Published in final edited form as: J Cell Physiol. 2022 May 14;237(7):3012–3029. doi: 10.1002/jcp.30769

Figure 1: Expression, distribution, and regulation of clusterin in human AH outflow pathway.

Figure 1:

A. Expression profile of clusterin isoforms in TM cells by reverse-transcription polymerase chain reaction (RT-PCR) showing transcript 1 that gives rise to secretory clusterin in HTM. B. Protein expression of clusterin in primary HTM cells (donor aged 69y, male, Caucasian)- whole cell lysate (WCL) and conditioned media (CM), and in AH from a human donor eye (donor aged 60y, male, Caucasian).
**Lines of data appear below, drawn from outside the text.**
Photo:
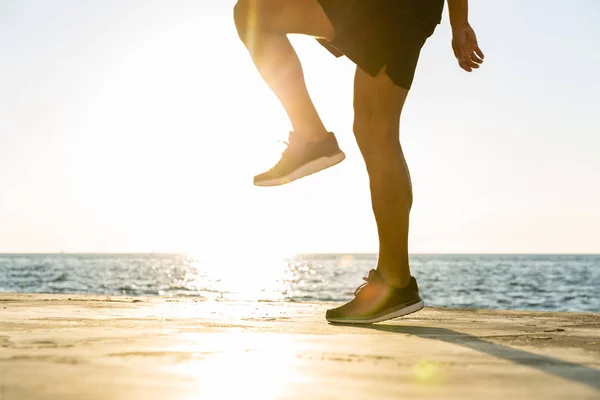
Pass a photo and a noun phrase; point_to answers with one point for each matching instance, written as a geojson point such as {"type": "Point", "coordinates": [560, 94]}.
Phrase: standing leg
{"type": "Point", "coordinates": [263, 26]}
{"type": "Point", "coordinates": [378, 104]}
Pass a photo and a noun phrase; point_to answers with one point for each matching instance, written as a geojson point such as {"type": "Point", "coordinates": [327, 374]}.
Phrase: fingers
{"type": "Point", "coordinates": [479, 52]}
{"type": "Point", "coordinates": [470, 61]}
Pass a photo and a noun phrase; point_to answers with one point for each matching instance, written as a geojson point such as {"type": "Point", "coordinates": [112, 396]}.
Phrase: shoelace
{"type": "Point", "coordinates": [364, 285]}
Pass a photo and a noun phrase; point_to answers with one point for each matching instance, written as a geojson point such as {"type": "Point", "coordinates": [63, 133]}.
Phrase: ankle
{"type": "Point", "coordinates": [395, 280]}
{"type": "Point", "coordinates": [312, 135]}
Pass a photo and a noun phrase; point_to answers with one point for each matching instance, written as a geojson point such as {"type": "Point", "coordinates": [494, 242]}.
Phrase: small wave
{"type": "Point", "coordinates": [61, 278]}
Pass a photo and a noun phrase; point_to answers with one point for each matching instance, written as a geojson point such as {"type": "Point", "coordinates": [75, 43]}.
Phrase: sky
{"type": "Point", "coordinates": [137, 126]}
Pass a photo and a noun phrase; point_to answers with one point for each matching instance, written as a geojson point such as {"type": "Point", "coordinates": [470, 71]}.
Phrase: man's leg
{"type": "Point", "coordinates": [263, 26]}
{"type": "Point", "coordinates": [378, 104]}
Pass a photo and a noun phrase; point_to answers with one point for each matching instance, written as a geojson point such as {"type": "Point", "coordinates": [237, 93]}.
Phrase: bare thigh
{"type": "Point", "coordinates": [283, 16]}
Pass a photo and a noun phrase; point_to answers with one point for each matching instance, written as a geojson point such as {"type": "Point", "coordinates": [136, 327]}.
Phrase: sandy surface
{"type": "Point", "coordinates": [83, 347]}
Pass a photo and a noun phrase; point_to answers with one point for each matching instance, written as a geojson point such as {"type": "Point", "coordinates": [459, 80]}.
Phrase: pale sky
{"type": "Point", "coordinates": [137, 126]}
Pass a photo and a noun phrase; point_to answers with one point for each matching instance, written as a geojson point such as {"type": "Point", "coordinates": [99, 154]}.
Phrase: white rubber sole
{"type": "Point", "coordinates": [305, 170]}
{"type": "Point", "coordinates": [395, 314]}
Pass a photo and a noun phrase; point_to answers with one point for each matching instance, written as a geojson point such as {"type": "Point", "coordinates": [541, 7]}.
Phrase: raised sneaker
{"type": "Point", "coordinates": [301, 159]}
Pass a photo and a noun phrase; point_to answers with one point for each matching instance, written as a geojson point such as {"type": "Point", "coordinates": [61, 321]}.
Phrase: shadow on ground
{"type": "Point", "coordinates": [554, 366]}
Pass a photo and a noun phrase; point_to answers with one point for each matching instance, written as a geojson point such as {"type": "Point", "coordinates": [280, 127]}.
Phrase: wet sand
{"type": "Point", "coordinates": [96, 347]}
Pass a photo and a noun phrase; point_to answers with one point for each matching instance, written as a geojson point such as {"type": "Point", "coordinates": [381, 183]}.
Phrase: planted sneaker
{"type": "Point", "coordinates": [376, 301]}
{"type": "Point", "coordinates": [301, 159]}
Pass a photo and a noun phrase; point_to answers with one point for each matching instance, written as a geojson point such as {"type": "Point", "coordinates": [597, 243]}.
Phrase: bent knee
{"type": "Point", "coordinates": [257, 16]}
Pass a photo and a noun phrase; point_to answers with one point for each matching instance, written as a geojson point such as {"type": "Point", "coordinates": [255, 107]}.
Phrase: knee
{"type": "Point", "coordinates": [375, 138]}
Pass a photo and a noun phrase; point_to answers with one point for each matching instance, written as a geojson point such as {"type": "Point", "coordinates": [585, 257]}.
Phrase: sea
{"type": "Point", "coordinates": [514, 282]}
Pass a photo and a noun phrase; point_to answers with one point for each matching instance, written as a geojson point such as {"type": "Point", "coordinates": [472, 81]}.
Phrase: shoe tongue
{"type": "Point", "coordinates": [375, 276]}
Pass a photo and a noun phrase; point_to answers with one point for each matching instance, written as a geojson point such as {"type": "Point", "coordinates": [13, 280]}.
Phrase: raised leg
{"type": "Point", "coordinates": [263, 26]}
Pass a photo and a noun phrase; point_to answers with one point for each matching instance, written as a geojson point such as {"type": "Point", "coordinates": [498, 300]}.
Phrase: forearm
{"type": "Point", "coordinates": [459, 13]}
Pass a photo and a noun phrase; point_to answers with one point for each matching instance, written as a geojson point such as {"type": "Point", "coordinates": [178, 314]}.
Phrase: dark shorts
{"type": "Point", "coordinates": [378, 33]}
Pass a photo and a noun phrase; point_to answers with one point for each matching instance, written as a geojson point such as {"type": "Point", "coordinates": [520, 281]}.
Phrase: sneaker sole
{"type": "Point", "coordinates": [307, 169]}
{"type": "Point", "coordinates": [379, 318]}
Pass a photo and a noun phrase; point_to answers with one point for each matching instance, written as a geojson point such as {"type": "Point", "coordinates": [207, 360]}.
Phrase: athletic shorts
{"type": "Point", "coordinates": [382, 33]}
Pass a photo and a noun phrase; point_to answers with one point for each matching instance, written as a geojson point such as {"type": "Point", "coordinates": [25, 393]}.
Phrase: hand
{"type": "Point", "coordinates": [467, 52]}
Clusterin is seen at ~70 kDa along with its heterodimers seen at 36–40 kDa in whole cell lysate (WCL). Mature secretory clusterin was seen at ~70–80 kDa in both CM and AH along with 36–40 kDa heterodimers. GAPDH was used as the loading control for cell lysate, and Ponceau S band was used for CM and AH. C. Immunofluorescence (IF) showing the cytosolic distribution of clusterin (red puncta) in primary HTM cell. The nucleus was stained with DAPI in blue. Images were captured in z-stack in a confocal microscope, and stacks were orthogonally projected. Scale bar 20 microns. D. Tissue distribution of clusterin in the AH outflow pathway of a normal human eye specimen by IF. The representative image shows the clusterin distribution (red) in the TM-JCT region and in the inner wall of SC. DAPI was stained in blue. The negative control in the presence of secondary antibody alone did not show any significant staining (right panel). Images were captured in z-stack in a confocal microscope, and stacks were orthogonally projected. Scale bar 50 microns. E-I. Regulation of clusterin mRNA and protein expression by mechanical stress. E. mRNA expression showed no significant change. F-G. protein levels in WCL and CM was significantly reduced in HTM cells subjected to cyclic mechanical stretch compared to non-stretched control. H. mRNA and I. protein expression in WCL significantly reduced in TM derived from enucleated porcine anterior segments perfused under the elevated pressure of 30 mmHg for 5 h compared to 15 mmHg. The results were based on semi-quantitative immunoblotting with subsequent densitometric analysis. GAPDH and HMBS for HTM and PTM, respectively, were used as internal controls for qPCR analysis. GAPDH, β-actin, or ponceau was used as a loading control for immunoblotting analysis. Values represent the mean ± SEM, where n=4–7 (biological replicates). * p≤0.05 was considered significant.